Mahkeme heyet başkanının açıklaması şöyle: "Avukatların
cezaevinde sanıklarla görüşmeleri konusunda kısıtlılık kararı vardı. Onun
kaldırılmasına karar verdik ve cezaevine yazılarımızı gönderiyoruz. Spesifik
belli sanıkların kendi kişisel arşivlerini de içeren belgelerin teslimi
konusunda talepleri vardı. Tüm sanıklara teşvir edecek şekilde dijital
materyalların incelenmesi bittiyse onların derhal gönderilmesi ve suç teşkil
etmeyen hususların sanıklara teslimi sağlanmasına karar verdik, ancak Bülent
Yener ve Hakan Kara yönünden ki onlardan da böyle bir talep gelmişti. Özellikle
onların arşivlerine zarar gelmemesi için çaba harcayacağız. Bu davayı okurken
de aslında bunu hem anladık, hem özümseyemedik, anladığımız husus şuydu; Davada
bize aslında sanıklar tarafından özümsememize yardımcı olan husus Cumhuriyet
Vakfı senedidir. Sonuç olarak yardım kavramının bu davada asıl suçlama olan
yardım kavramının senet çerçevesinde değerlendirilmesi gerekir. İyi irdelenmesi
gerekir. Bu anlamda, uzun uzun yazdık gerçi ama, senetle irtibat senet
üzerindeki hakimiyet, üstlenilen özellikle görev önemlidir. CMYK 100/1 ve 2.

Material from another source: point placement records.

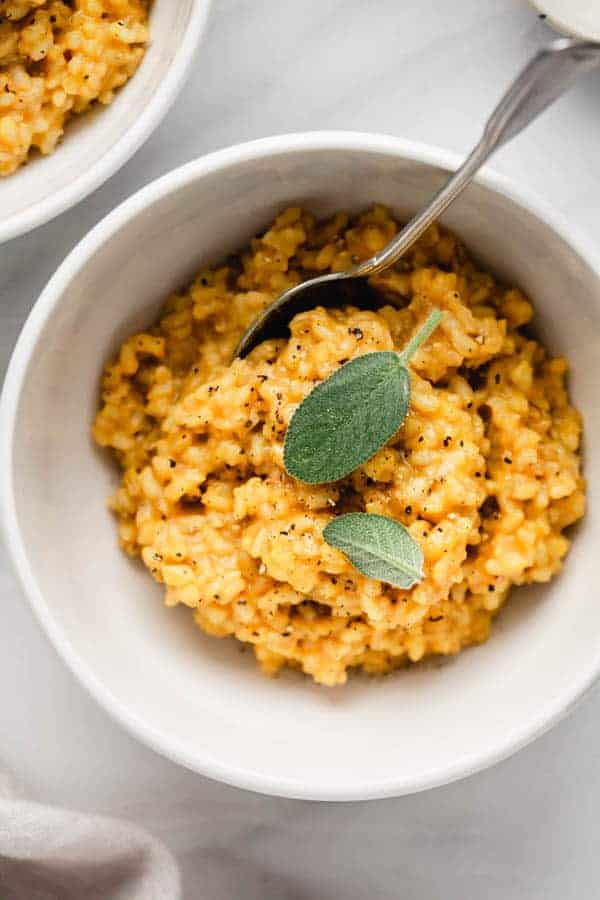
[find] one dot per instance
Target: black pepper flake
(489, 508)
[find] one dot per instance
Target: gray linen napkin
(54, 854)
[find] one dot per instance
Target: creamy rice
(485, 472)
(56, 59)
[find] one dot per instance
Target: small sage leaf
(377, 546)
(347, 418)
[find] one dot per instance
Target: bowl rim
(200, 761)
(93, 177)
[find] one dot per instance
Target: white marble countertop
(426, 70)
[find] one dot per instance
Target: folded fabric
(54, 854)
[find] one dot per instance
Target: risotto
(57, 57)
(484, 473)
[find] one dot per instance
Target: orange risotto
(484, 473)
(58, 57)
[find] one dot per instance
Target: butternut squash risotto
(484, 473)
(57, 57)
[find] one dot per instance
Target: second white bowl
(98, 143)
(197, 699)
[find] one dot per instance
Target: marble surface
(527, 828)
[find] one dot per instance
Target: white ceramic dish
(196, 699)
(97, 144)
(579, 18)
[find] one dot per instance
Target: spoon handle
(548, 75)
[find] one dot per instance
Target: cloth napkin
(53, 854)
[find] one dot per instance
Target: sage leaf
(377, 546)
(347, 418)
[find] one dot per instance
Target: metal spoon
(548, 75)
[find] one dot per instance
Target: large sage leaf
(378, 547)
(347, 418)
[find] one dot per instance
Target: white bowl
(197, 699)
(97, 144)
(580, 18)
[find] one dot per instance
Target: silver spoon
(548, 75)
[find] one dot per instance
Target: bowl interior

maddeleri değerlendirdik. Bu çerçevede bizim değerlendirmemiz şu şekildedir; Bu
celse itibariyle tahliyesine karar vereceğimiz sanıklar, Güray Öz, Musa Kart,
Bülent Utku Hakan Karasinir, Önder Çelik Mustafa Kemal Güngör ve Turhan
Günay'dır. Diğer sanıkların tutukluğuna karar verilmiştir."

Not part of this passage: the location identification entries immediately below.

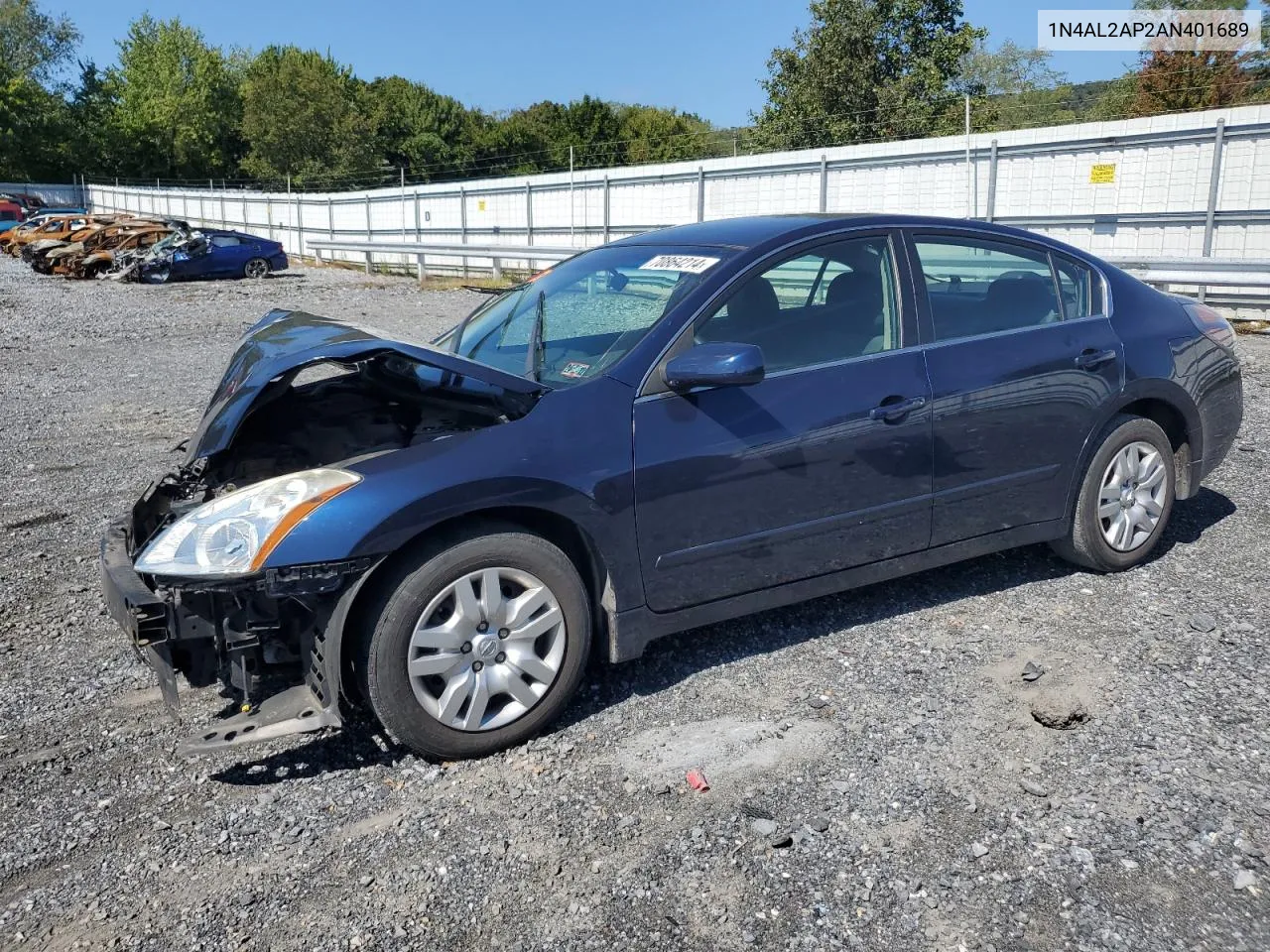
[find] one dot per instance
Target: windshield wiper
(534, 356)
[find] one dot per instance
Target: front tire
(1124, 500)
(477, 645)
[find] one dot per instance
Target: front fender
(534, 462)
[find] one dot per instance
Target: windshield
(584, 313)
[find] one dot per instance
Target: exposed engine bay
(262, 635)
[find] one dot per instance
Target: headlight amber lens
(235, 534)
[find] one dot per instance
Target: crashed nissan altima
(670, 430)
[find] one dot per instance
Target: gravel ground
(878, 774)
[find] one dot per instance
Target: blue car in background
(212, 253)
(670, 430)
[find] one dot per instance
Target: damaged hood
(284, 341)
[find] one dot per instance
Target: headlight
(235, 534)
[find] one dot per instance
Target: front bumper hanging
(155, 629)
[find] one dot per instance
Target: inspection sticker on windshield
(693, 264)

Dava 11 Eylül'e ertelendi ve bilirkişi oluşturulmasına karar
verildi. Dava Ekim Kasım Aralık'ta celse koyarak bu davayı bu yıl bitirmeyi
planlıyoruz. Gayrimenkul değerlemesi için bilirkişi incelemesi yaptıracağız.
Açık kaynak incelemesine gerek yok. Bu davada örgüte yardım kararını vakıf
senedine göre değerlendiriyoruz.
İnan kıraç, Alev Coşkun, Mustafa Pamukoğlu, İbrahim Yıldız,
Miyase İlknur, Aykut Küçükkaya, Nevzat Güngör tanık olarak dinlenecek.

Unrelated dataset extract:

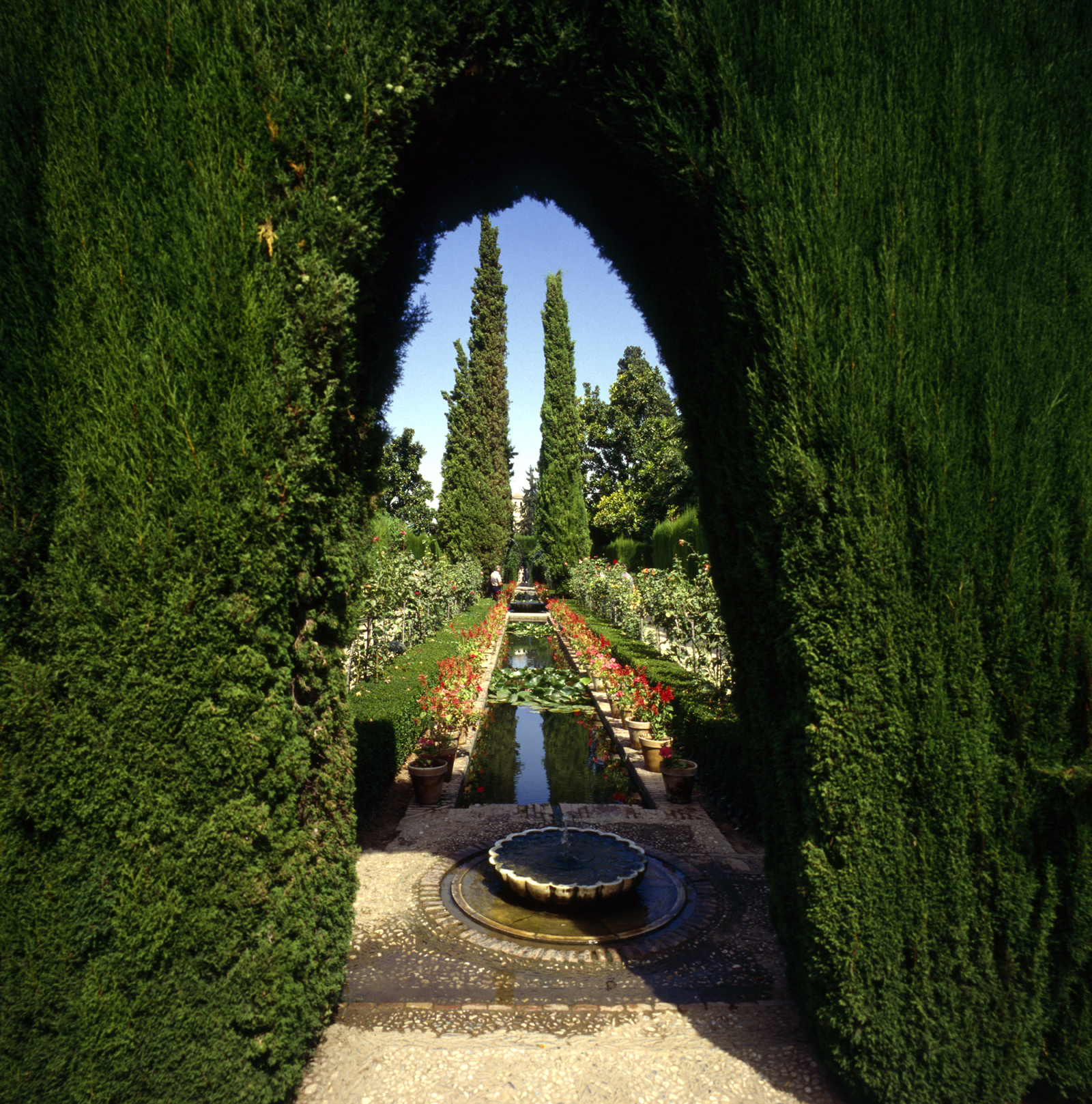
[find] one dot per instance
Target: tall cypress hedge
(861, 234)
(560, 513)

19.34 - Mahkeme Başkanı: Bu tür 5 gün devam eden davalarda
avukatlara özellikle teşekkür ederim. Salonun düzenini sağladılar. Bu aslında
salonun da avukatların da sanıkların da istemediği bir yol arkadaşlığı.
19.22 Cumhuriyet duruşması kararın açıklanması için
başlıyor.
18.00- Savcı mütalaasının ardından karar için duruşmaya 1,5
saat ara verildi.
Tutukluluğunun devamına karar verilmesin istenenler:
Akın Atalay, Murat
Sabuncu, Kadri Gürsel, Önder Çelik, Hakan Kara, Ahmet Şık hakkında ayrıca
savunması nedeniyle hakkında suç duyurusunda bulunulması talep edildi.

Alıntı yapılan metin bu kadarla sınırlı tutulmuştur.